第6巻【近世・近代・現代編】- 第6章:くらし
川島の今昔[権田重良]
権田重良
鬼神様の戦前・戦中の繁栄の様子は昔を知る人の語り草となっているが、そのにぎわいがいつの時代からなのかは定かではない。今に伝わる川島の各家の屋号は、神社参拝に訪れる人々を相手の商売や、農家のかたわらしていた職業を示していると思われる。
昔よりこの地は上(かみ)、下(しも)の川島で呼ばれ、鬼鎮神社西側、志賀新田境までを上組(かみぐみ)、鬼鎮神社の東側、月輪境までを下組(しもぐみ)とよんでいた。

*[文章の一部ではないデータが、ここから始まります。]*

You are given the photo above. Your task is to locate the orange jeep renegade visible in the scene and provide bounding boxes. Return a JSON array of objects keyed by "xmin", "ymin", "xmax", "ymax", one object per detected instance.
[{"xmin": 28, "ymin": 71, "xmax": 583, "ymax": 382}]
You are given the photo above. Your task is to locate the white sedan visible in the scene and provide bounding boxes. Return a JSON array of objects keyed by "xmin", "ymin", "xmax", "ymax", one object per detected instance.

上組の戦前は西側より、綿屋(わたや)【権田栄。綿打】、塗師屋・絵馬屋【田幡勇。鬼鎮神社絵馬師】、こまもん【権田本之。小間物商】、新聞屋【権田宗一】、籠屋(かごや)【権田。昭和初期他所へ移転】、新井屋(あらいや)【権田良一。穀屋】と六軒ならんでいる。薬師様北側の市野川沿いに下(した)の屋敷【古屋敷(ふるやしき)】の場所がある。その昔、権田宇多之守(うたのかみ)と呼ぶ刀鍛冶の屋敷があったと言い伝えがあり、昔話が残っている。